Please turn your phone 90 degrees.
The rain and lightning were spectacular last night. As I've mentioned, we were on the shoulder of the rain season. This could have made for a miserable tour. But so far, we have experienced rain only at night. It has woken me up in the middle of the night, but it has not ruined any of our days.
On the contrary, as I mentioned regarding Taranguire National Park, the rain has helped by making the roads damp which kept the dust down. I'm told in the dry season, which is the more popular tourist season, the combination of dry roads and ten times the number of Land Cruisers creates a big dust problem. People have needed to take their cameras in for a deep cleaning after the safari.
After a lively breakfast, we started our long journey up and over Ngorongoro crater. Originally, we were to see the crater today. But that would mean getting to the Serengeti late in the day. We would see the crater on the way back.
My Lovely Wife and I were in Joshua's Land Cruiser. (We changed vehicles every day.) He is a Maasai junior elder, is very proud of his heritage and happily shares stories of his culture. Joshua spotted two Maasai teenage boys near the road and stopped to tell us about them. They were wearing black clothes and had white masks painted on their faces. They had just gone through a rite of passage, circumcision.
For the Maasai, circumcision is a decision the individual makes. By going through this test, one is starting down the path that leads to being a warrior and then an elder in the community.
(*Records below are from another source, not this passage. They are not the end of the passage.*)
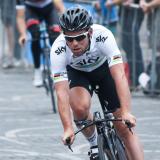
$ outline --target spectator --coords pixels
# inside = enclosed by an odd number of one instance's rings
[[[31,33],[33,41],[31,50],[34,61],[34,78],[33,85],[39,87],[43,84],[42,72],[40,69],[40,34],[39,24],[44,20],[47,24],[50,43],[59,35],[57,11],[62,13],[64,5],[62,0],[17,0],[17,26],[20,32],[19,43],[23,45],[26,41],[26,28]],[[26,20],[26,22],[25,22]]]
[[[139,30],[144,19],[144,13],[139,8],[130,7],[131,3],[138,4],[139,0],[126,0],[121,7],[122,48],[126,53],[130,68],[131,86],[137,87],[138,77],[144,72]]]
[[[3,23],[4,31],[7,38],[7,51],[3,51],[3,62],[2,67],[4,69],[14,67],[14,19],[15,19],[15,1],[1,0],[1,20]]]
[[[101,16],[100,23],[103,26],[108,27],[112,33],[116,34],[117,22],[118,22],[118,7],[121,0],[98,0],[95,3],[96,11]]]
[[[145,14],[148,15],[148,23],[147,28],[149,30],[149,44],[152,49],[155,49],[156,53],[156,64],[155,64],[155,74],[156,79],[154,80],[154,90],[155,93],[160,93],[158,90],[160,89],[160,0],[151,0],[146,2],[145,0],[141,0],[140,6]],[[147,73],[144,73],[140,76],[139,82],[142,87],[150,90],[151,82],[149,80],[153,80],[152,72],[152,62],[149,63],[147,67]],[[151,75],[151,76],[150,76]],[[147,93],[147,92],[146,92]]]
This is not a light decision. If one doesn't go through the circumcision ceremony, no woman will ever marry him. But deciding to be circumcised can be a death sentence. No pain killer will be given. If you cry, and the Maasai have their own definition of what crying means, you are killed on the spot. If you don't cry, you can bleed to death.
We had asked how it was that the Maasai men could have so many wives. The death rate from circumcision throws the ratio of men and women off. There is a shortage of men. When a boy has completed circumcision, he dresses in black, and paints his face white. The latter is a mask meant to prevent people from recognizing him. It's thought that if a woman recognized a freshly circumcised boy, evil would kill him.
The teenagers have been standing around the Land Cruiser while Joshua told us about them. They were hoping we would want to photograph them. In Tanzania, you can be required to pay for the privilege of photographing a person. You should always ask first.
In 1959, after 40 years of digging, Mary Leaky found a skull in Olduvai Gorge. The skull was named Zinjanthropus, or simply Zinj. The scientific community is still debating whether to classify Zinjanthropus as an Australopithecus, or a distinct genus.
The Leakys had come to Olduvai Gorge to dig for early tools, which had been originally discovered by a German named Wilhelm Kattwinkel. The name should be Oldupai Gorge which is named for the Oldupai plant. But Kattwinkel who wrote about the location misspelled the name, and Olduvai Gorge is what has stuck in most of the books.
There was a small sign on the side of the road from Ngorongoro to Serengeti which pointed down another dirt road and announced the Gorge. We arrived at a small museum. Most of us headed for the Happy Room, the tour guides' phase for water closet.
In about a week, I would learn that the small museum at the gorge had about a quarter of the information that was in the Tanzanian National Museum. That's how important the gorge is. Some have called Olduvai the cradle of mankind.
The parking lot, museum, and Happy Room sit on a cliff looking down at a geological feature often called "The Monolith". The name reminds you of 2001: A Space Odyssey. (Early man pushed to evolve by God by means of the strange black monolith.) But it is not a monolith. It's much more like the cliffs of the Grand Canyon made up of many strata. Sitting in a shady area, looking at The Monolith, we ate lunch while a curator gave us a short lecture before taking us into the gorge where Leaky's discovery was made.
The gorge was hot. We noticed there were large chunks of quartz laying on the ground. Could there be gold in them thar hills? Near the site of the skull's discovery was a marker commemorating it. The concrete structure holding the marker was covered in fossils, animal skulls, and interesting rocks. On the exact location of the discovery, Leaky had placed a concrete cube. H6 1959 had been drawn in to it while the concrete was still wet.
Once on the Serengeti Plain we saw wall-to-wall wildebeest. Joshua estimated there were five to eight hundred thousand in sight. Also in attendance where Thomson's gazelle, ostrich, zebra, and jackals. We were, of course, going nuts with our cameras.
When we arrived at the camp, I understood why the tour company had moved the timing of the visit to the crater. It was already late in the afternoon. We would camp in the national park for four nights. Since we were in lion country, we were not allowed to freely roam, especially after dark.
The big surprise was the luxury camping we were being treated to. Each tent had a flush toilet and a shower. The water supply was brought to each tent by hand, and the waste water was dropped into a leach field. Since this camp was not permanent, once our visit was over, it was broken down, and our underground waste would have time to decompose before another camp was built here.
At dinner I discovered Coca-Cola in Tanzania was made with real sugar and tasted much better than back home. This might have been camping in the middle of nowhere, but it was nicer than many hotels I've been to in major cities.